Maybe there should be.  The author of this code didn't run on Windows at
all, and it's not actually a Win32 issue:  it's specific to WinNT and
beyond.  The first time I bumped into this (in a different context), it took
*hours* just to figure out why the program worked on Win98 but not Win2K.
Unfortunately, insight did not imply a cure:  deep in the bowels of
Microsoft's I/O implementation, specifiying O_TEMPORARY ends up fiddling
with other stuff such that a file opened that way can be opened again if and
only if subsequent attempts to open the file request and *get*
FILE_SHARE_DELETE access, a kind of permission that doesn't even exist on
Win9x, and for which there is no access via Microsoft's "standard C"
functions.  Worming around all that is a project, and one for which I can't
make time.

> And come to think of it, given the description of how it works under
> Unix (removing the directory entry as soon as it is created), how is
> it that my original code even worked on Unix?

NamedTemporaryFile doesn't unlink the file, so at the code level that's not
a mystery.  The doc's

    This function operates exactly as TemporaryFile does, except that
    the file is guaranteed to have a visible name in the file system.

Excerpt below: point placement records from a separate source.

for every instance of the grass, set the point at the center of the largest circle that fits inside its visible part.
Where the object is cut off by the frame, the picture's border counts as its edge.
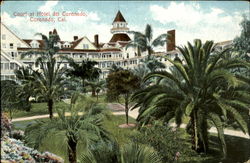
(54, 144)
(238, 148)
(37, 109)
(41, 108)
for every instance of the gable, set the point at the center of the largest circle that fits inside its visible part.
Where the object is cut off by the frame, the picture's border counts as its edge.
(85, 41)
(4, 58)
(11, 37)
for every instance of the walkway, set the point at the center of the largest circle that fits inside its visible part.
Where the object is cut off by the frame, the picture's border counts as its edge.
(118, 109)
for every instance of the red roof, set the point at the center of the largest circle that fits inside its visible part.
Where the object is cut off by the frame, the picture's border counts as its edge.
(120, 37)
(119, 17)
(41, 43)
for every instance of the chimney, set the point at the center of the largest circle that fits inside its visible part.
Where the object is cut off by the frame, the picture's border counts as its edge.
(75, 38)
(171, 41)
(96, 41)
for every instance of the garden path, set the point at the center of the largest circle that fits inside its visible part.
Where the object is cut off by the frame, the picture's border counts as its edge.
(118, 109)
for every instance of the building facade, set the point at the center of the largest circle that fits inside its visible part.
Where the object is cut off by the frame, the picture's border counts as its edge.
(106, 54)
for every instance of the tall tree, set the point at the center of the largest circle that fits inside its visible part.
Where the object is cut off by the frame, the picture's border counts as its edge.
(199, 93)
(242, 42)
(129, 153)
(144, 41)
(27, 79)
(75, 129)
(96, 86)
(50, 77)
(85, 70)
(122, 83)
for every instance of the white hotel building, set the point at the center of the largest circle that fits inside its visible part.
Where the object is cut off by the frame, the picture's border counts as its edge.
(106, 54)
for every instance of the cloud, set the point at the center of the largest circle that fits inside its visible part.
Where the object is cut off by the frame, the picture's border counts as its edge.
(191, 21)
(48, 6)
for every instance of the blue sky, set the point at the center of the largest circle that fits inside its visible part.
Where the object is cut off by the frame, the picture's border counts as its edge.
(207, 20)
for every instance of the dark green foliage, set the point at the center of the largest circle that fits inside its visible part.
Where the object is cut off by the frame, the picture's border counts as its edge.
(205, 90)
(242, 42)
(144, 41)
(49, 80)
(122, 83)
(11, 97)
(129, 153)
(84, 129)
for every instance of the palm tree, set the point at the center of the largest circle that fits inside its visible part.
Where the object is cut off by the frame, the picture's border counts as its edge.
(85, 70)
(83, 126)
(96, 86)
(50, 77)
(197, 92)
(153, 64)
(28, 82)
(129, 153)
(144, 41)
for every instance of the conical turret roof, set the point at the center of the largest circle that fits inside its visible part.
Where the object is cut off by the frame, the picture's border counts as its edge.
(119, 17)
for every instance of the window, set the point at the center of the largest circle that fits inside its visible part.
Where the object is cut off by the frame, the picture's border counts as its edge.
(3, 37)
(85, 46)
(4, 45)
(6, 66)
(11, 45)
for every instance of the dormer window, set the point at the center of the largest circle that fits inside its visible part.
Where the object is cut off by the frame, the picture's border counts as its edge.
(11, 45)
(85, 46)
(3, 37)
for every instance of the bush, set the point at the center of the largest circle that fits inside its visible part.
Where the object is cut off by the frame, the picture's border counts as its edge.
(5, 125)
(165, 141)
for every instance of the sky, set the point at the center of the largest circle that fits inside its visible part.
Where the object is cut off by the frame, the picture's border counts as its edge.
(206, 20)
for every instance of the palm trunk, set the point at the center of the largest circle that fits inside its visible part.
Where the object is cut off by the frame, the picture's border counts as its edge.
(83, 85)
(72, 151)
(198, 144)
(93, 92)
(126, 108)
(50, 108)
(27, 101)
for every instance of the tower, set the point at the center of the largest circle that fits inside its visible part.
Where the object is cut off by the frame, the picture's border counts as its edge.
(119, 29)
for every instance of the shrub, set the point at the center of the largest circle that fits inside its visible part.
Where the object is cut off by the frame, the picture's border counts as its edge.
(165, 141)
(5, 125)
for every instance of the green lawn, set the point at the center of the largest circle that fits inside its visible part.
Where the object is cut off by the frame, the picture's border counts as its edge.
(238, 148)
(53, 143)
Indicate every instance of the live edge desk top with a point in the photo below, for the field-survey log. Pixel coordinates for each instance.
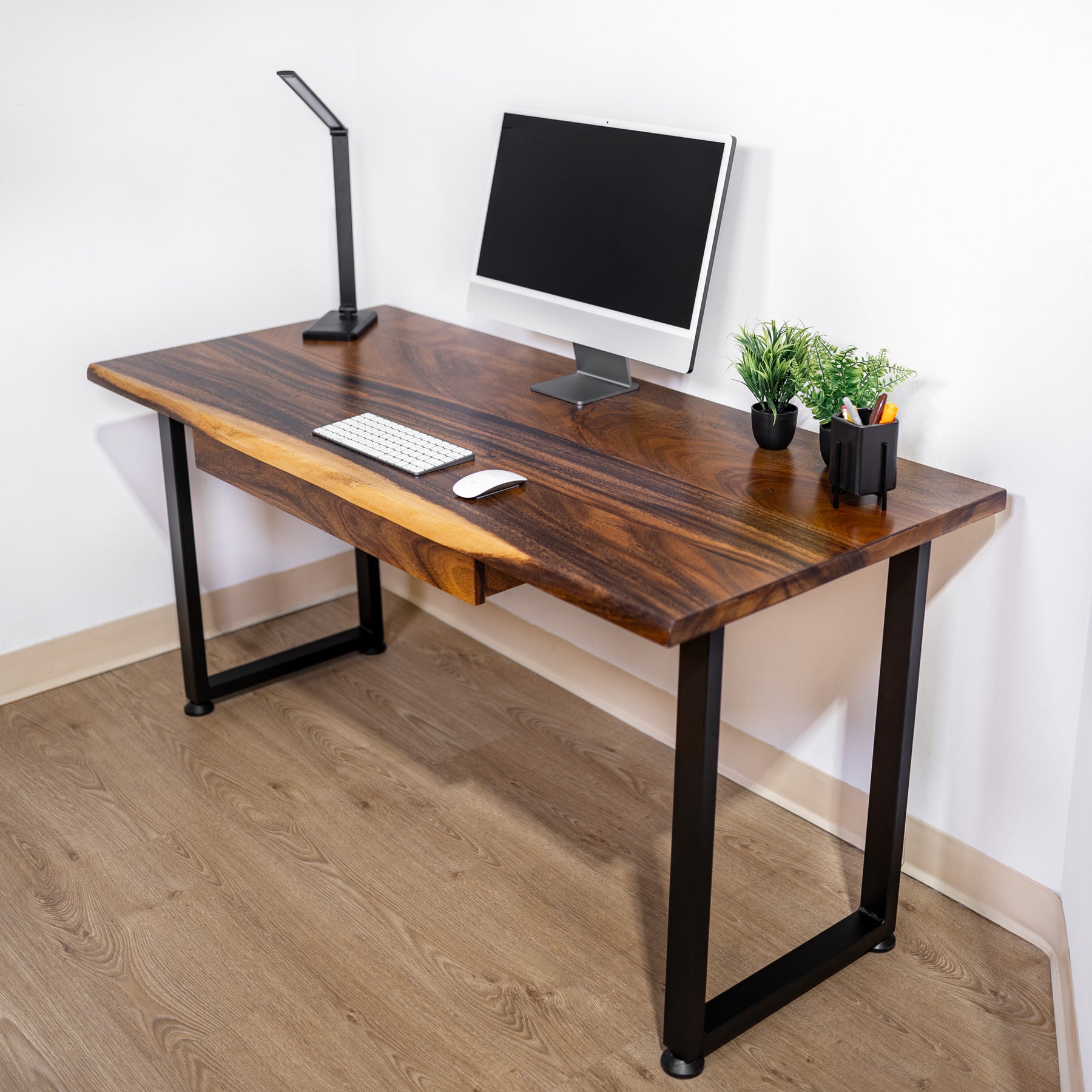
(655, 510)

seems accurate enough.  If you have to, pretend NamedTemporaryFile goes on
to link the file back into the filesystem again immediately after unlinking
it <wink>.

Bottom line:  NameTemporaryFile is a new-in-2.3 thing, written by a Linux
Guy with no visible x-platform experience, and what it actually does across
platforms is something we're *discovering* via poke-and-hope.  The
operations it uses aren't covered by the C standard, so there's no guessing
what it will do in advance if pushed beyond its most obvious use case
(create a temp file, use it, and don't get fancy).  Maybe it should do
better than that, but I don't even know how to make it do better than that
on Win2K.

Pretending it doesn't exist in fancy cases seems the most pragmatic
approach, and the mktemp() nags are a major PITA that won't survive.